Weekly Update: 2/14/21
BTC on the balance sheet, social media peaks, mistakes & memes, Farfetch's pandemic success, the qualitative margin of safety, Barry Diller, YOLO responsibly
Welcome to Beating the Odds. Our goal is to create and curate content on investing, strategy, tech, fashion and anything else we find interesting.
🔍 Tickers mentioned: TSLA, BTC, FB, TWTR, SNAP, GME, FTCH, COST, IAC, MGM
Meme of the week
In light of Tesla becoming the latest public company to shift some of its cash to bitcoin, it was only right.
📊 Charts of the week
Social media’s evolving landscape
RIP Myspace. How long till Reddit and TikTok hit their peaks?
📚 Good reads
Stratechery — Mistakes and Memes (link)
“Who controls the memes controls the universe.” As laughable as that sounds, the GME mania and post-Obama political landscape, among other things, offer some compelling evidence to its truth. Alex Danco’s recent post on George Soros’s concept of reflexivity is another great piece highlighting similar themes.
Financial Times — How Farfetch prospered in a pandemic year (link)
Really good article from the FT (try accessing via this link if the above link paywalls you). Here’s a quick excerpt:
Neves’s choice of a business model that differs from other online retailers such as Net-a-Porter or Matches Fashion has proven crucial: Farfetch would not buy any inventory and therefore took less risk on fleeting trends. Instead, it acted as a marketplace that connected fashion-hungry shoppers to boutiques or brands and earned a commission of about 30 per cent on each sale. It also helped boutiques with the cumbersome work of photographing each piece, creating a modelling studio in its Porto office.

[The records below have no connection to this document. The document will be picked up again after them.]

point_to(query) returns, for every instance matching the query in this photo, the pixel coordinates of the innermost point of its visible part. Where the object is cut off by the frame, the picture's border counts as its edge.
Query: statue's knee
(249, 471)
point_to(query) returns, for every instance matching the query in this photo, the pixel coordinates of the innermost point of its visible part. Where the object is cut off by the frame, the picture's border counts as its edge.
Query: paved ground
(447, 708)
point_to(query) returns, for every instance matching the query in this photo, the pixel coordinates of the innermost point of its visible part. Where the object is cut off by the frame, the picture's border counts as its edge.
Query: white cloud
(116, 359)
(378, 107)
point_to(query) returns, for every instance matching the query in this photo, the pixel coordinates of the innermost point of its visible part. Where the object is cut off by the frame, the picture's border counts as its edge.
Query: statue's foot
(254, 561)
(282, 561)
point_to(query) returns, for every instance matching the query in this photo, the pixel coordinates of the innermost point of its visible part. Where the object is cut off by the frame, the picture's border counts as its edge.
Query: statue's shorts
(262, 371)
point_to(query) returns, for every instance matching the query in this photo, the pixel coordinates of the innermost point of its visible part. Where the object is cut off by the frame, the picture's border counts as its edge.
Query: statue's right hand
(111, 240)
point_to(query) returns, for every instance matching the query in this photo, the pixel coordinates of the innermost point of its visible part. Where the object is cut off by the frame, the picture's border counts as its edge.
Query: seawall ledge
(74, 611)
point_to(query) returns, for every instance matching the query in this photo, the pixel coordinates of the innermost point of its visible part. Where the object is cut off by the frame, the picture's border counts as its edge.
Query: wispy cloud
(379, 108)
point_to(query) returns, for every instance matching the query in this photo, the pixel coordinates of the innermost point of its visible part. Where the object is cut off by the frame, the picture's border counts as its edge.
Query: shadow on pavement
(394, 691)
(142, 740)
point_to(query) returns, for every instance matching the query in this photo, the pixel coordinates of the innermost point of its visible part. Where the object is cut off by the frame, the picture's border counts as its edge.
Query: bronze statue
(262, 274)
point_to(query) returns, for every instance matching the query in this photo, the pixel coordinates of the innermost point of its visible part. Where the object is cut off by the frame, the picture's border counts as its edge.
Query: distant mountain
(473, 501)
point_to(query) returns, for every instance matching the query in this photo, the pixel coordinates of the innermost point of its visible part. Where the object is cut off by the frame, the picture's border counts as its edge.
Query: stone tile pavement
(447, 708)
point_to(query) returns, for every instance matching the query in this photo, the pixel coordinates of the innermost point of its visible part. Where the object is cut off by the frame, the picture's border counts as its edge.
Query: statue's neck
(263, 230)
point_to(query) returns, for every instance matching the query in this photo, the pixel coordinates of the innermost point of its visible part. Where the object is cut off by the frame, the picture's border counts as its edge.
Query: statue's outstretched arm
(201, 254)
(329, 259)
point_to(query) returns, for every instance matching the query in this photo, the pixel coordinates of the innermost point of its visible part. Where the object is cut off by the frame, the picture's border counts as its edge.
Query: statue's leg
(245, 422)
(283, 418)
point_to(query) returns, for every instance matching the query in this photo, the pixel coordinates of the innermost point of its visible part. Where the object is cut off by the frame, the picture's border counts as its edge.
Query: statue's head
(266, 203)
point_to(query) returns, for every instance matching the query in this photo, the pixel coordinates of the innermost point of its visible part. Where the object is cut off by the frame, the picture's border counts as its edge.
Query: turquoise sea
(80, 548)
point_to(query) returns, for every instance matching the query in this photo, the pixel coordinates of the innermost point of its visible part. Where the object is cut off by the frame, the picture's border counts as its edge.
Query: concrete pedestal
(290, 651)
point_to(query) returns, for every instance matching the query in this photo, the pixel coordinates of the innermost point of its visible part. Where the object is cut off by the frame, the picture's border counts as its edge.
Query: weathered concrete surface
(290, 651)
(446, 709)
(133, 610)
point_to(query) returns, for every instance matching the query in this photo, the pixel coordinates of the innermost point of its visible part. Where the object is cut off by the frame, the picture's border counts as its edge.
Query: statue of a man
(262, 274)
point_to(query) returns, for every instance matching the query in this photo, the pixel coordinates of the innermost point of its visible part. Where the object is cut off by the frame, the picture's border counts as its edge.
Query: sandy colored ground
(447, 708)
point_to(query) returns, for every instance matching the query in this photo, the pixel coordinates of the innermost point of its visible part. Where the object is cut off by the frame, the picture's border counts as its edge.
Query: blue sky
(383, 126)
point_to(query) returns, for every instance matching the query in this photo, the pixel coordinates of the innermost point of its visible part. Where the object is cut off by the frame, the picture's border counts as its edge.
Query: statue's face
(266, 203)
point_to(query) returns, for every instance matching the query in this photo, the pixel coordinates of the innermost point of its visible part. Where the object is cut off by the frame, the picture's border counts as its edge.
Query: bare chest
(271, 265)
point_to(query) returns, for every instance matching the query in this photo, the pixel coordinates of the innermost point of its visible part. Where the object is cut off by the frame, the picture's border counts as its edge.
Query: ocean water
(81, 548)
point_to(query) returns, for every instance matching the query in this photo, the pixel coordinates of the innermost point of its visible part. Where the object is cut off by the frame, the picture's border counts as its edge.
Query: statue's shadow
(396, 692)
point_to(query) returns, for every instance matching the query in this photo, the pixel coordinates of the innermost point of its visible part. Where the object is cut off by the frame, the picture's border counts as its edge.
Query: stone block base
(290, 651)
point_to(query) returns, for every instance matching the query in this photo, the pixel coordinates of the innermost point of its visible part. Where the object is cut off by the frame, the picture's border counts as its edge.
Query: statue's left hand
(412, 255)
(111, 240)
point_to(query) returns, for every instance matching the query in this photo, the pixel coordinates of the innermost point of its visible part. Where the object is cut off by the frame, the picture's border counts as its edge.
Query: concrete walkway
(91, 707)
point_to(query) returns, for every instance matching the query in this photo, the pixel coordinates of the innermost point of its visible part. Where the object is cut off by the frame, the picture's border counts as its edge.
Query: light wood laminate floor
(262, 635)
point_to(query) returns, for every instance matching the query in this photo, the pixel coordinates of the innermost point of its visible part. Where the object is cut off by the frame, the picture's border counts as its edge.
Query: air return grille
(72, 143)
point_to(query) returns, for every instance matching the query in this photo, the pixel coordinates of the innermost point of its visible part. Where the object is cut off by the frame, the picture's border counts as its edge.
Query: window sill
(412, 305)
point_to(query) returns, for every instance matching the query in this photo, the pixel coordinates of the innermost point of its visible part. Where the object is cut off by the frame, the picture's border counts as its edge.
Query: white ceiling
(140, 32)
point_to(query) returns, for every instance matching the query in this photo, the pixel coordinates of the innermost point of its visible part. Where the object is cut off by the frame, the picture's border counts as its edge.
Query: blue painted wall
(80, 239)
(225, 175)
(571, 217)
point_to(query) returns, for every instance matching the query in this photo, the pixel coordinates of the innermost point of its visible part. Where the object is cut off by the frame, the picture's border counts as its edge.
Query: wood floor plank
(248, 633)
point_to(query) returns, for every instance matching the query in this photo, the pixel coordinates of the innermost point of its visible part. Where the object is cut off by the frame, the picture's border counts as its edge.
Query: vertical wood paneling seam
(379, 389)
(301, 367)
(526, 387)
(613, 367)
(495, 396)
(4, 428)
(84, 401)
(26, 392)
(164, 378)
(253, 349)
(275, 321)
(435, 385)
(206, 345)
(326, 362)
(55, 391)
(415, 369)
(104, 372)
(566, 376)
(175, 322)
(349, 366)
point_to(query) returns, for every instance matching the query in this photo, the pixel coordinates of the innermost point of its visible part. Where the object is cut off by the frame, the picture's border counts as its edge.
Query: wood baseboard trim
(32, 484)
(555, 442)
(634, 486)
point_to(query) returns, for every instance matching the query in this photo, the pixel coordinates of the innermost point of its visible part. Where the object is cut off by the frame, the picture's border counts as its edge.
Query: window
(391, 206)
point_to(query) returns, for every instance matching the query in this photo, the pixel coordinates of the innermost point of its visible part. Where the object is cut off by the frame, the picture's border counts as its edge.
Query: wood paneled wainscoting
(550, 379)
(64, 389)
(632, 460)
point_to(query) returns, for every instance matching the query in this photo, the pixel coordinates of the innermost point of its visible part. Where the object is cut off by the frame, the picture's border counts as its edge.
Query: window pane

Although its complex logistics are invisible to shoppers, Neves built Farfetch as a technology company whose platform matched supply with demand, while handling the painful details of transport, payments and customs to deliver to shoppers in 190 countries. Its system can now dispatch a €4,600 Balenciaga velvet red coat from a store in France to the door of a consumer in Beijing in under four days.
While reading these paragraphs, I was reminded of Kai Wu’s (Sparkline Capital) report titled The Platform Economy. In this piece, Wu explains why “platform” businesses have thrived and explores the characteristics of industries where disruptors have been most successful: inefficient gatekeepers, high fragmentation, and untapped supply.
Ensemble Capital — The Quality Margin of Safety (link)
I’m a big fan of Ensemble’s investment research and general investing philosophy, and enjoyed this post explaining how they think about the “margin of safety” concept from a qualitative perspective:
In the chart below, the blue line represents what your subsequent compound return would have been had you bought Costco at the market price between 2002 and 2015. The orange line shows what your return would have been had you paid 40 times earnings for Costco during that period.
Both are illustrations of how the market can consistently underprice wonderful companies, a topic which we’ve discussed HERE and HERE.
One lesson investors should not take from these examples is that you can pay up for any company. The further you get from investing in an exceptional business, the more valuation should matter to your thesis.
The End of Accounting Blog (Professor Baruch Lev) — M&A In The Wake Of Corona (link)
Originally published in December 2020, but still relevant as M&A activity remains strong through the first quarter of 2021. Did someone say “SPAC”?
🎧 Press play
KindredCast — Barry Diller In His Own Words
Today, an episode long in the making: Barry Diller, Senior Executive and Chairman of IAC and Expedia, catches up with LionTree and Kindred Media Founder and CEO Aryeh B. Bourkoff. Their conversation touches on everything from the shifting political landscape and tech platform regulation to IAC’s resiliency throughout the pandemic. Listen until the end to hear his frank assessment of several of his well-known business peers, too.
Not a ton of non-IAC stock talk on this one, but hearing from the legendary Barry Diller is always insightful. Some highlights specific to IAC: Diller broke down how he thinks about the business as a conglomerate and “anti-conglomerate,” Vimeo’s future as an independent company and why IAC invested in MGM last summer.
📺 Video of the week
All Star Charts — YOLO Responsibly | Happy Hour w/ Howard Lindzon
You have 2 choices:
1) You can complain that you don't like the rules, you don't like the people who make and enforce those rules, you don't like the people who take advantage of those rules and you can take your ball and go home. You can do that. You have that right in this country.
or
2) You can acknowledge the fact that you don't like certain rules, you don't like some of the people who make and enforce the rules, and you especially don't like some people who take advantage of those rules. But if you can't beat them, join them!
We choose #2. Because this is nothing new. We figured this out decades ago. Welcome to the market.
Enjoy!
JC and Howard are a couple of stock market vets and it was refreshing to hear their thoughts on the market. I agree with a lot of what they said. Overall, I don’t think the public markets are in a bubble, but beware of pockets of froth out there…
Disclosure: None of this is investment advice. I own BTC, FB, FTCH and IAC shares.